Крепит Отечества любовь Сынов российских дух и руку; Желает всяк пролить всю кровь, От грозного бодрится звуку,
А за солдатами шагали люди служивые — лекаря с аптеками, профосы с кнутами, трубачи с гобоями, попы с кадилами, аудиторы с законами, писаря с чернильницами, кузнецы с молотами, цирюльники с ножницами, седельники с шилами, коновалы с резаками, плотники с топорами, извозчики с вожжами, землекопы с лопатами...
Сверху обжигало людей нещадное степное солнце.
Боевые литавры гремели не умолкая...
В громадной карете — шлафвагене — ехал сам Миних; на походной жаровне готовилась для него яичница; фельдмаршал в одном исподнем сидел на бочке с золотыми червонцами, лениво понтируя со своим приятелем, пастором Мартенсом, и хвастал:
— Через четыре года, дружище, мои славные штандарты будут водружены над сералем султана турецкого... Я сдаю. Квинтич. Пики!
— В банке триста, — отвечал пастор. — Сначала, приятель, не сломай себе шею на взятии Перекопа, побывай в Бахчисарае крымского хана, а потом уж мечтай о Константинополе...
— Basta! — пришлепнул туза Миних. — Твоя карта бита... Не забывай, что мы с тобой не в Европе, а в России... Людские запасы этой страны столь велики, что кровь солдата на Руси дешевле чарки вина. Счастье, что я служу в русской армии, где можно свободно угробить миллион душ, но зато всегда добьешься успеха... Пики!
Дымчатые волы катили по травам 119 пушек, величавые верблюды тащили арбы с ядрами.
На телегах везли рогатины — столь великие, что одну из них с натугою шестеро солдат поднимали (этими рогатинами окружали по ночам бивуаки, дабы не наскочила татарская конница).
Казалось, не будет конца пути, никогда не кончатся эти солончаки и сожженные солнцем ковыли.
Палимы звенящим зноем, шли солдаты великой армии.
Голая степь и безводье царили на крымских подступах.
— Кошку высечь и то прутика не сыщешь, — говорили люди.
Чуткий сон армии стерегли по ночам скифские курганы...
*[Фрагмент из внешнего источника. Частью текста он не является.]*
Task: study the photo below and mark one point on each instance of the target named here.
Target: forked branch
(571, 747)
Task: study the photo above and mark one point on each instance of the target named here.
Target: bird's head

Покрыты тенью бунчуков{1} И долы и холмы сии!
Днем через каре армии прокатывал шлафваген Миниха.
— Вперед! — рычал на солдат фельдмаршал. — Кто остановился, тому смерть. А свободных телег для больных в обозе нету...
Жутко ревел на привалах скот, не поенный уже с неделю.
Выстелив по земле тонкие шеи, умирали плачущие от усталости кони.
Мертвых бросали в степи — на поживу ястребам и воронью...
17 мая 1736 года русское каре с ходу уперлось в Перекоп.
Походный толмач Максим Бобриков всмотрелся в пылищу.
— Перед нами ворота Ор-Капу, — доложил он Миниху.
— Ор-Капу? А что это значит?
— «Капу» — дверь, «Ор» — орда, вот и получается, что сия татарская Перекопь есть «дверь в Орду» ханскую...
— Передайте войскам, — наказал Миних, — что за Перекопью их ждет вино и райские кущи. Ад — только здесь! А за этим валом «дверей в Орду» — отдых и прохлада садов ханских, где произрастает фруктаж редкостный, какого в дому у себя никто не пробовал!
Но 185 турецких пушек (противу 119 русских) зорко стерегли вход в Крымское ханство; над фасами крепости реяли на бунчуках янычарских хвосты черных боевых кобыл, и старая мудрая сова, вырубленная из камня, сидела над воротами Ор-Капу, сурово взирая с высоты на пришельцев из далекой прохладной страны...
— Назавтре быть штурме немалой, — говорили ветераны, — а нонеча поспать надо, дабы отдохнули бранные мышцы!
И армия попадала на землю, изможденная до крайности.
Они дошли...
Но до Перекопа русские доходили уже не раз. Дойдут — и возвращаются обратно, крепости взять не в силах. Все степи Причерноморья усеяны русскими костями...
Спите!
Завтра покажет — быть вам в Крыму или не быть?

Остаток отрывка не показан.